In this study, we set out to understand morphological effects in compound processing by examining production and priming in a more natural linguistic context-one that goes beyond the processing of words in isolation.

The core stimuli in the study were two-sentence texts. Each sentence in the text was composed of six words. In each text, the second word of the second sentence was a compound noun. These compound words were the focus of our study.

We constructed the two-sentence texts so that we could control the relationship between the last word of the first sentence and the second word of the second sentence (which was always a compound noun). There were three types of relationships: neutral (e.g., pathwaterfall), semantic (e.g., riverwaterfall), and lexical (e.g., waterwaterfall). In Experiment 1, a maze task was employed to determine whether the speed with which the word such as waterfall could be chosen as a correct sentence continuation would differ depending on whether it was preceded in the text by a neutral, semantically related, or lexically related antecedent. Results indicated significant differences among all three levels, with the fastest response times associated with lexical relations. In Experiments 2a, 2b, and 2c, this finding was further investigated within a typing paradigm. In Experiment 2a, we verified that the compound words in our minimal texts showed a typing profile in which the time required to type individual medial letters within a word is greatest at the boundary between morphological constituents. In other words, in the typing of the compound word waterfall, it takes longer to type the letter “f” than it does to type adjacent letters. We interpreted this to constitute a signature of morphological processing – a signature that was present irrespective of the semantic transparency of the compound. In Experiment 2b, we verified that this signature remains under all conditions of priming (neutral, semantic, lexical). In addition, we found that production onset (i.e., the speed with which the first letter of the compound word was typed) was faster in the lexical condition than in either the semantic or neutral conditions (which did not differ from each other).
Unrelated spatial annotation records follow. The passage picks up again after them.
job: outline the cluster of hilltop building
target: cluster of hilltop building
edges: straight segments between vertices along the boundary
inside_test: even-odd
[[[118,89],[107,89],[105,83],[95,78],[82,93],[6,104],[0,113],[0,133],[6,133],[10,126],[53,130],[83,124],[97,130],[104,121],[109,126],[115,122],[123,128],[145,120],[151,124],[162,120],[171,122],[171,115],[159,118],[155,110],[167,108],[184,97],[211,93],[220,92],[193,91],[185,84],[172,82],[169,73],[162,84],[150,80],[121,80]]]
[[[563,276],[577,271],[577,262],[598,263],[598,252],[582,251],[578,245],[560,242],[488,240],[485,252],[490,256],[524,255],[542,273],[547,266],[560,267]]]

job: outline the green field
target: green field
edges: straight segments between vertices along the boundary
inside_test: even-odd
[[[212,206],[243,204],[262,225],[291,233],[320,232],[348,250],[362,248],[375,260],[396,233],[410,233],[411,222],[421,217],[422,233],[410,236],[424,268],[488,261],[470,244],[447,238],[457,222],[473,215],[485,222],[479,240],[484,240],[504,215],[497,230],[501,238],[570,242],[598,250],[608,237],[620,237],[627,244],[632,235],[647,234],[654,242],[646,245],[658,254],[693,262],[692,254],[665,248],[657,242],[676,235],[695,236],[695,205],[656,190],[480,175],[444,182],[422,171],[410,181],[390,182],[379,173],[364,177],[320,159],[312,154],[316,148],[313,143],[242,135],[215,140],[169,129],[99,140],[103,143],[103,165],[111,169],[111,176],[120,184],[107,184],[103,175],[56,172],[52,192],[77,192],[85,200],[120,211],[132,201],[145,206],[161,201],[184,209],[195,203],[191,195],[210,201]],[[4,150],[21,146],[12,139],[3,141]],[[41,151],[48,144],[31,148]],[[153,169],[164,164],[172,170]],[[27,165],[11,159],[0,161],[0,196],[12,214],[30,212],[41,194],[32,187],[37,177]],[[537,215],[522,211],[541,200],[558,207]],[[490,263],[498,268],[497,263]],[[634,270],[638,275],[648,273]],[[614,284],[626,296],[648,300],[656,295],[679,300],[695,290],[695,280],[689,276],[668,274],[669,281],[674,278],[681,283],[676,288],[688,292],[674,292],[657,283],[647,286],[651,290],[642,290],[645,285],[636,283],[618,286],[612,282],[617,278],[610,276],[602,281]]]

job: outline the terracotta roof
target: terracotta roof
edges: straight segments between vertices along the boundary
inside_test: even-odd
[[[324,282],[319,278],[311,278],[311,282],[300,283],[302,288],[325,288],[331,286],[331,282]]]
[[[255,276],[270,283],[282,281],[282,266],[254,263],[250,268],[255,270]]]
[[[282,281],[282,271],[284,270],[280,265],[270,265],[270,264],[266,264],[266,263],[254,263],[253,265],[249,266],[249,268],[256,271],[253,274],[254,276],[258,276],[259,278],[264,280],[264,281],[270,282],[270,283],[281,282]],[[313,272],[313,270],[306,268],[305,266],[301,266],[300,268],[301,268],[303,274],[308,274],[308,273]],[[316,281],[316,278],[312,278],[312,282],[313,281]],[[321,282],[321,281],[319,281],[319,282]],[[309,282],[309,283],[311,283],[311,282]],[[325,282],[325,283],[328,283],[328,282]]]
Having established, through Experiments 2a and 2b, the typing profiles for the core compound stimuli in isolation, we were in a position to examine whether those profiles persisted in the processing of text. This was the goal of Experiment 2c. In this experiment, participants were presented with the entire two-sentence texts and were asked to type them. We found that the morphological boundary effects seen in the typing of isolated words were replicated in the typing of words in context. We also found lexical priming effects in typing onset that were parallel to those found in single compound word typing (Experiment 2b). We thus conclude that the typing task can be used to investigate priming relations for compound words presented both in isolation and in text and that the morphological boundary signature that we observed in the typing of single compound words is also found in the typing of text. In our view, this constitutes evidence that the role of compound constituents as planning units in production is not restricted to single word processing. Indeed, our expectation is that the underlying dynamic would be in the opposite direction. It seems to us that morphological structure enables the language production system to reduce the size of the unit to be produced. Thus, morphology may play a greater role in situations in which processing demands are increased (e.g., in the free composition of text).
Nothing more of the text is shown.